A Soyuz rocket blasted into the skies over the Central Asian steppe on Thursday, hurling Brazil's first astronaut and a Russian-American crew into orbit for a mission to the International Space Station.

The Russian Soyuz TMA 8 shook the ground as it lifted off just after dawn from the Kazakh desert launch pad, taking Russian Pavel Vinogradov and American Jeffrey Williams to the station for their six month-stay.

Also on board was Brazil's first man in space, Marcos C. Pontes, who will return on April 9 with the station's current crew, Russian Valery Tokarev and American Bill McArthur.

Observers at Russian Mission Control outside Moscow burst into applause after the spacecraft reached near-Earth orbit, about 10 minutes after its 6:30 a.m. launch from the Baikonur space platform.

A video camera aboard the Russian spaceship showed Brazil's Pontes grinning broadly, giving a thumbs-up and pointing to his country's flag on the left arm of his spacesuit.

Back at Baikonur, his wife and daughter were surrounded by about 150 other observers, who craned their necks as the rocket climbed.

"I was crying during the launch because his dream came true," said Pontes' 15-year-old daughter, Ana.

Communication troubles dogged the early moments of the Expedition 13, hampering the transmission of data. Russian Mission Control chief Vladimir Solovyov told the Interfax news agency the problems occurred in the ground control network.

"Several information transfer channels were disabled," Solovyov was quoted by Interfax as saying. "The problem has now been fixed."

The Soyuz TMA 8 spacecraft is due to dock at the station early Saturday. Vinogradov, commander of the crew, said they would carry out more than 65 scientific experiments during the mission, including some to test human reaction to prolonged space travel.

Vinogradov and Williams are to be joined by European Space Agency astronaut Thomas Reiter of Germany when the space shuttle Discovery visits the space station in July.

Once Reiter arrives, the station's long-duration crew will be three in number for the first time since May 2003, following the Columbia disaster that February.

"It's a new beginning for the space station," NASA official Kirk Shireman said after watching the launch.

The American space program has depended on the Russians for cargo and astronaut delivery to the space station since the Columbia broke apart upon re-entry, killing all seven astronauts aboard.

The shuttle Discovery visited the station in July but had problems with the foam insulation on its external fuel tank.

Pontes trained in the United States and had been scheduled to fly to the space station aboard a U.S. space shuttle — plans that were scrapped after the Columbia disaster.
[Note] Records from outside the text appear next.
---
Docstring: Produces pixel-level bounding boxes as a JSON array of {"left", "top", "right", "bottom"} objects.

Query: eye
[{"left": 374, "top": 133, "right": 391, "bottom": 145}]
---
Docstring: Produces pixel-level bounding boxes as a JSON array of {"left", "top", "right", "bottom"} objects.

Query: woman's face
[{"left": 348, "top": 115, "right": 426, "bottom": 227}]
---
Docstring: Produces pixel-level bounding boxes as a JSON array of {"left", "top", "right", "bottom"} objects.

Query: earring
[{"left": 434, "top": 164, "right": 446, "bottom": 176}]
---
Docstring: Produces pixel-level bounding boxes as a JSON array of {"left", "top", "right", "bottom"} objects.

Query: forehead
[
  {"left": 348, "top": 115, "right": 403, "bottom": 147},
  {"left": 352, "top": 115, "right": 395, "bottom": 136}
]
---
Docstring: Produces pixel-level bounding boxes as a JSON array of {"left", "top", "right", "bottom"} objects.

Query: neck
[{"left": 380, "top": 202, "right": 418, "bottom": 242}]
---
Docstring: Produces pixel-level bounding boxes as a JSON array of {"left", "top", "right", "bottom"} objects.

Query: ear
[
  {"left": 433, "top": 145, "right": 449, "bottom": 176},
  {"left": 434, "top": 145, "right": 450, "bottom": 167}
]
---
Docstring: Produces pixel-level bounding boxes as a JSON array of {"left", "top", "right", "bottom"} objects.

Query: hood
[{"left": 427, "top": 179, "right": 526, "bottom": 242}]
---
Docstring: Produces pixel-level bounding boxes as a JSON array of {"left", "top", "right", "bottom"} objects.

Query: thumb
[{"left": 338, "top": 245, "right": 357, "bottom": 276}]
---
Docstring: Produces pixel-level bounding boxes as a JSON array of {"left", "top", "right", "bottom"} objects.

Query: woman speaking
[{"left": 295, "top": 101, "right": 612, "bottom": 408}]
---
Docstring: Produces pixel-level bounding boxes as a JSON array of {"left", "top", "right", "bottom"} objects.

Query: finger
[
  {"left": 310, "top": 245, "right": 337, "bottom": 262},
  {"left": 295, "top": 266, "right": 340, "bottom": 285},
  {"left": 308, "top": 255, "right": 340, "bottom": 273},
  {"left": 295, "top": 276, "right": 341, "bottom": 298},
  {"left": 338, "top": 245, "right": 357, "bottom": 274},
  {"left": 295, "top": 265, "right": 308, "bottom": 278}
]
Brazil and Russia then opened talks that eventually led to Pontes' chance to be placed into orbit.

Pontes beamed as he told reporters Wednesday of his hope that everyone in Brazil would share his pride in having a chance to take part — and would watch as the national flag soared into space.

"I am taking the Brazilian flag — the most important thing that I am taking," he told reporters. "Actually, I am going with the flag, not the flag going with me."